Os professores Glauco Peres e Carlos Bastide falam sobre o novo cenário político desenhado pelas mudanças no calendário eleitoral

Quando ocorrem, as eleições são sempre um dos eventos mais esperados do ano. Mas como organizar um evento desse tipo sem comprometer ações sanitárias envolvendo a pandemia enfrentada ao redor do mundo? Foi pensando nisso que a PEC 18/2020 foi criada e recentemente aprovada tanto no Senado quanto na Câmara dos Deputados.

Essa proposta de emenda alterou a data inicial da votação, que seria em 4 e 25 de outubro, para 15 e 29 de novembro. O Brasil foi apenas mais um país que precisou adiar suas eleições, dentre os quase 70 que decidiram pela mesma coisa até o momento, segundo a ONG Idea. “O adiamento de eleições muda um pouco a previsibilidade das discussões e estende mais as negociações”, comenta Glauco Peres, professor do Departamento de Ciência Política da Faculdade de Filosofia, Letras e Ciências Humanas (FFLCH) da Universidade de São Paulo (USP) ao citar o momento pré-eleitoral, os acordos políticos e a campanha.

Peres explica que quanto mais as eleições são previsíveis melhor é para a sociedade, e que, diante do contexto que estamos vivendo, é uma troca natural.
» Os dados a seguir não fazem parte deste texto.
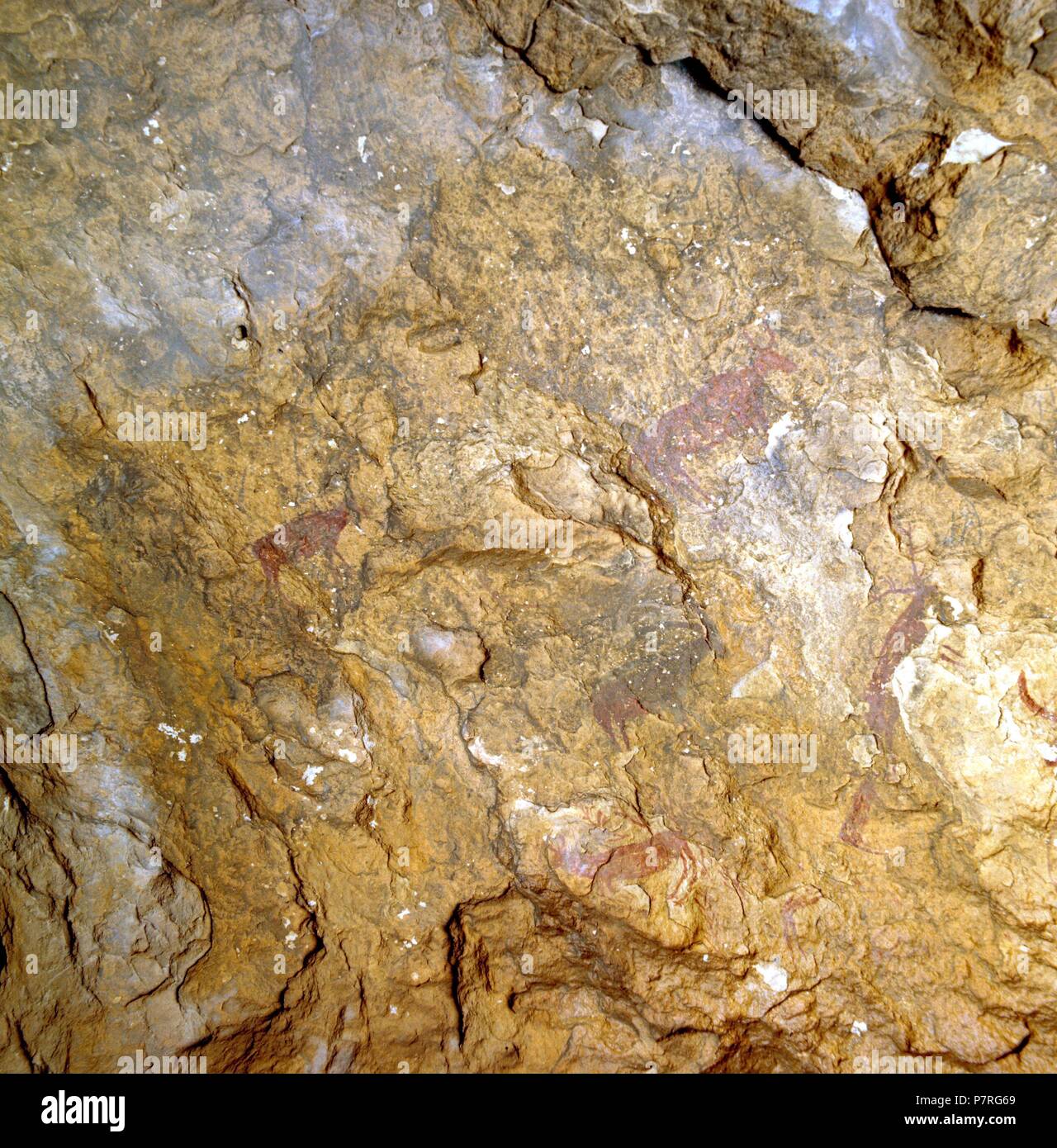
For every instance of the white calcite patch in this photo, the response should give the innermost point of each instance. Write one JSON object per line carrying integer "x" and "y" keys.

Não só pensando na sociedade, mas também ouvindo especialistas de áreas da saúde, Carlos Bastide, ministro do Tribunal Superior Eleitoral (TSE) e professor do Departamento de Direito do Estado da Faculdade de Direito da USP, comenta que há toda uma discussão política em torno do assunto e dessa discussão política participaram vários personagens importantes da vida nacional, entre eles, os partidos políticos, a sociedade civil e especialistas da saúde.

O ministro ainda esclarece que, por ter tido essa participação massiva de diferentes agentes, quando a matéria desta PEC chegou ao Senado ela estava madura o suficiente para ser considerada e votada, pois já havia um consenso entre as áreas que analisaram a questão.